Analysis of the N-terminal positively charged residues of the simian immunodeficiency virus Vif reveals a critical amino acid required for the antagonism of rhesus APOBEC3D, G, and H

- We mutated positively charged amino acid at the amino terminus of the SIV Vif.
- The lysine at position 27 of the SIV Vif was important for antagonism of rhesus APOBEC3G and APOBEC3F.
- The arginine at position 14 of the SIV Vif was important for antagonism of rhesus APOBEC3DE, G and F.

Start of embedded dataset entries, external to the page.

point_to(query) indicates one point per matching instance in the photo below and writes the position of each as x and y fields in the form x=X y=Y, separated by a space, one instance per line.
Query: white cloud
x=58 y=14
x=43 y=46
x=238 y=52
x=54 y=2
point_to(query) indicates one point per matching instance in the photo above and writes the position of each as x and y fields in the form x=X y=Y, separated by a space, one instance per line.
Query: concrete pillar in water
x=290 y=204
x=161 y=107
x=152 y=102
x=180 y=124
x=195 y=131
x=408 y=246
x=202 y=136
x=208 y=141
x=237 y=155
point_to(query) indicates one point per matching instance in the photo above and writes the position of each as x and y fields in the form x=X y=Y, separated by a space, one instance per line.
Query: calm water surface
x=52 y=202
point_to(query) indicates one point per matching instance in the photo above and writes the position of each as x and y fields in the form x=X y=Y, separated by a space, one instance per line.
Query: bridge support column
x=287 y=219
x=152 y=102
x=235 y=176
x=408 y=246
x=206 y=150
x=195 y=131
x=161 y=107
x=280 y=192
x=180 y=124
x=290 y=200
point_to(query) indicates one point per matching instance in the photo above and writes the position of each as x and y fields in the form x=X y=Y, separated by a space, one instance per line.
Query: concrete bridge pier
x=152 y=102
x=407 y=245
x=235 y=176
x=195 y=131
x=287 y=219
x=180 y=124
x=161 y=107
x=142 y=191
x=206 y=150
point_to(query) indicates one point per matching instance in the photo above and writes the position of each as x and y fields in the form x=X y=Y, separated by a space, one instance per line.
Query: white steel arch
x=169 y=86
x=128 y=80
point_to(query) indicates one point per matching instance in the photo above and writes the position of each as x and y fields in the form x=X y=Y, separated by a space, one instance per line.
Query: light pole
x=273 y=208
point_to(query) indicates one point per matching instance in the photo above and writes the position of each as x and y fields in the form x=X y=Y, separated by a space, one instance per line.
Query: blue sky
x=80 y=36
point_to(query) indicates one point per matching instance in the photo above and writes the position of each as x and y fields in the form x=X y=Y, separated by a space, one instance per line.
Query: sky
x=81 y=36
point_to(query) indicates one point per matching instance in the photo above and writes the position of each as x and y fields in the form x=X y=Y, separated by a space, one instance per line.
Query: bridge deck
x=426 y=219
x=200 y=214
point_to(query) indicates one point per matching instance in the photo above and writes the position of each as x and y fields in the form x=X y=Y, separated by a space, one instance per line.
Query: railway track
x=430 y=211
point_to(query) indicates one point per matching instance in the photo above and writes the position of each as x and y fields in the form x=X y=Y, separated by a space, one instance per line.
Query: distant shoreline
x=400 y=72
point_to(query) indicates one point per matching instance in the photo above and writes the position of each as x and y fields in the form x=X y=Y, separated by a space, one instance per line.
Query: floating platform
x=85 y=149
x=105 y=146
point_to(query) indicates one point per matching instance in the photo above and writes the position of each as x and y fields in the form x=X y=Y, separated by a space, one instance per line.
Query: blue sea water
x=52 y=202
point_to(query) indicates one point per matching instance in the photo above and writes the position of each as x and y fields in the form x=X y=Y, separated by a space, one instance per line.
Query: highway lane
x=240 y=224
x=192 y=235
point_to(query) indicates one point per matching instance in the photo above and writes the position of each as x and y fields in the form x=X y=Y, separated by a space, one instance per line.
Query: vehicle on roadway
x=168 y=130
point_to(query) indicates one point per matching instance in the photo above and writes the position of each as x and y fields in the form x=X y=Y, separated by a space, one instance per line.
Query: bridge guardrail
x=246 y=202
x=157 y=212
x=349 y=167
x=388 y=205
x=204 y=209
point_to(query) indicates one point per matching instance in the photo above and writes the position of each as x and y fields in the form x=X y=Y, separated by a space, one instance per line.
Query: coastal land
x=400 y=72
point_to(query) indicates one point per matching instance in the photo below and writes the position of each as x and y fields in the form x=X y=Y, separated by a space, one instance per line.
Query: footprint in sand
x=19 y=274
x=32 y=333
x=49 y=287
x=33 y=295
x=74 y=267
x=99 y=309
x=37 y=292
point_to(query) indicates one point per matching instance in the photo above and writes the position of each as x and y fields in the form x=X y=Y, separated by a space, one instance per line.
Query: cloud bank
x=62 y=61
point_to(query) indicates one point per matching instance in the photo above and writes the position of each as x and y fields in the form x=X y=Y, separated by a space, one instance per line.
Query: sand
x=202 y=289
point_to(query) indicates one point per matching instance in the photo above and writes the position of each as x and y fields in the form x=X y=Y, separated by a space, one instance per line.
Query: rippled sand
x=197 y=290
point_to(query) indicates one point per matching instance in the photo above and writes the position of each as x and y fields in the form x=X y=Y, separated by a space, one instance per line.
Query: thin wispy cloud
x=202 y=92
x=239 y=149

Previous studies have shown that apolipoprotein B mRNA editing, enzyme catalytic, polypeptide G (APOBEC3G; hA3G) and F (APOBEC3F; hA3F) proteins interact with a nonlinear binding site located at the N-terminal region of the HIV-1 Vif protein. We have analyzed the role of 12 positively charged amino acids of the N-terminal region of the SIV Vif. Simian-human immunodeficiency viruses (SHIV) were constructed that expressed each of these amino acid substitutions. These viruses were examined for replication in the presence of rhesus macaque APOBEC3 proteins (rhA3A-rhA3H), incorporation of the different A3 proteins into virions, and replication in rhesus macaque PBMC. Similar to other studies, we found that K27 was essential for rhA3G activity and rhA3F but was not important for restriction of SHIVΔvif by rhA3A, rhA3D or rhA3H. Our results identified the arginine at position 14 of the SIV Vif as a critical residue for virus restriction by rhA3D, rhA3G and rhA3H.